The simplest way of looking at this is about how distances work.
You walk 5m in a line. You walk another 2m in a line. How far are you from where you started? Somewhere between 3m and 7m (depending on which direction you walked the second time), and we can work that out with a bit of trig, or using pythagoras’s theorem and some geometry.
But that only applies in “flat” space. If the space you are in is “curved” inwards, maybe you are 2m-6m away from where you started. If the space “curves” outwards maybe you could be 8m or more away from where you started.
In “curved” space, distances don’t work the way we normally treat them as working.
Mathematically this can get pretty messy, and we sort of need differential geometry. At the risk of going too deep, in “flat” space we have Pythagoras’s Theorem for measuring the distance (*ds*) between two points:
> *ds*^2 = *dx*^2 + *dy*^2 + *dx*^2
or if we are in 4-spacetime we get something like (up to convention):
> *ds*^2 = *dt*^2 – *dx*^2 – *dy*^2 – *dx*^2
These are our “metrics”, our way of describing how distances work, and importantly they should be the same no matter out perspective (within the rules we are using).
“Curved” space (or spacetime) would have a different metric. Which can look like all kinds of things.
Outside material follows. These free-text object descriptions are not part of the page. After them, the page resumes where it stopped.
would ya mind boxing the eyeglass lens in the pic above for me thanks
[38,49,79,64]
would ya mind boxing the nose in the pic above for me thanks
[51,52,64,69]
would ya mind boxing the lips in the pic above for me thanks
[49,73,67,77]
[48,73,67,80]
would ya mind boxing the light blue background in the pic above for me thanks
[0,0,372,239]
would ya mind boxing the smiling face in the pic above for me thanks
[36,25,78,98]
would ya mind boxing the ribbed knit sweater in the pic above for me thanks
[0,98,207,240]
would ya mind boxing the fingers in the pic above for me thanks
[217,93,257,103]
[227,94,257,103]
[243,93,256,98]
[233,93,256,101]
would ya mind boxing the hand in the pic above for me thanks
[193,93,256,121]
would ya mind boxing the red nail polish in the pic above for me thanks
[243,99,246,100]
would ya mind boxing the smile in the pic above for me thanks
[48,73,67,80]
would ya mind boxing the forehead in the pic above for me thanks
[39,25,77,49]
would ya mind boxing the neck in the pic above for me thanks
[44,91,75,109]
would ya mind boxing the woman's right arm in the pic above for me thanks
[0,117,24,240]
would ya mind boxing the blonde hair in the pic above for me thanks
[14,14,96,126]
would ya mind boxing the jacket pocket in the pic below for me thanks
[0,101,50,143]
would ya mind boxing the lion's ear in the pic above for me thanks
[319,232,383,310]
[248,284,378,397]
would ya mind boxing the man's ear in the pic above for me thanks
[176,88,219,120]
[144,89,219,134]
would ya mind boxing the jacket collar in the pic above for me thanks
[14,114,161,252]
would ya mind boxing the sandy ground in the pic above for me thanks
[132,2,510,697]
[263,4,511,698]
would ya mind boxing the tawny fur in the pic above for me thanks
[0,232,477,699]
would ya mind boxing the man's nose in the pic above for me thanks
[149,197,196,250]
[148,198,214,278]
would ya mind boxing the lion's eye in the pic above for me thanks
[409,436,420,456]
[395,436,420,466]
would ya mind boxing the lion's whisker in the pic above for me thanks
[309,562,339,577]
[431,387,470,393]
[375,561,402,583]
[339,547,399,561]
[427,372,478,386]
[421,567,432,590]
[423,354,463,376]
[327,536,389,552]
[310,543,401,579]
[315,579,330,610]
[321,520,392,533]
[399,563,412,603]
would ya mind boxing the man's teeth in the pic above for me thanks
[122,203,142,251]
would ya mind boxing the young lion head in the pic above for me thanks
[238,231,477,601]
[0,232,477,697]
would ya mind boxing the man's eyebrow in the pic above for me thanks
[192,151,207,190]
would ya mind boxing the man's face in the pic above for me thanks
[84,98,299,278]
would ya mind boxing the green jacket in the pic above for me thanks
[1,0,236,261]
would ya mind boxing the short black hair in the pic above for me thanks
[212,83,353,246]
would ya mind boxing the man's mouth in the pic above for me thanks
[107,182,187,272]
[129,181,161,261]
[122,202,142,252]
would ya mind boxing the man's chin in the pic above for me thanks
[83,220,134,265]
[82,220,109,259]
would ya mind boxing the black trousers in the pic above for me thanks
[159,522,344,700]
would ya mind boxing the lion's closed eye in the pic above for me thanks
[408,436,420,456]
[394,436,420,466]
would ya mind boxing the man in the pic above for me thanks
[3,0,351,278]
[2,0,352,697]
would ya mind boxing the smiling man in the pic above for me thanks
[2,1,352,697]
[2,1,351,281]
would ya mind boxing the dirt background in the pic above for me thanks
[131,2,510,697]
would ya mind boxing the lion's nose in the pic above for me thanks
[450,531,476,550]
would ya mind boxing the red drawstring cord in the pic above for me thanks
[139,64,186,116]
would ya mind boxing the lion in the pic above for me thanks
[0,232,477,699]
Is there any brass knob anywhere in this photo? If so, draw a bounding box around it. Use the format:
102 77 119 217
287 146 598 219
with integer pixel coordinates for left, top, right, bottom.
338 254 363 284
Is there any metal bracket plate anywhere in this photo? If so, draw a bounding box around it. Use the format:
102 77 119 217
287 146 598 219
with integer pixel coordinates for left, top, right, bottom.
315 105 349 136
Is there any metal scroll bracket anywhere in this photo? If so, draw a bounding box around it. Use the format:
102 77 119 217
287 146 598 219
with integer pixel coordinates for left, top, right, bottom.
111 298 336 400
Maybe there are extra constants, maybe there are “cross” terms (like a *dx*.*dy* term), all sorts of fun things can happen.
But ultimately it means that distances don’t work the way they “should.”
And this is true locally with General Relativity; space gets bunched up around stuff with mass/energy, so the distance in a “straight line” past something with energy is longer than it “should” be.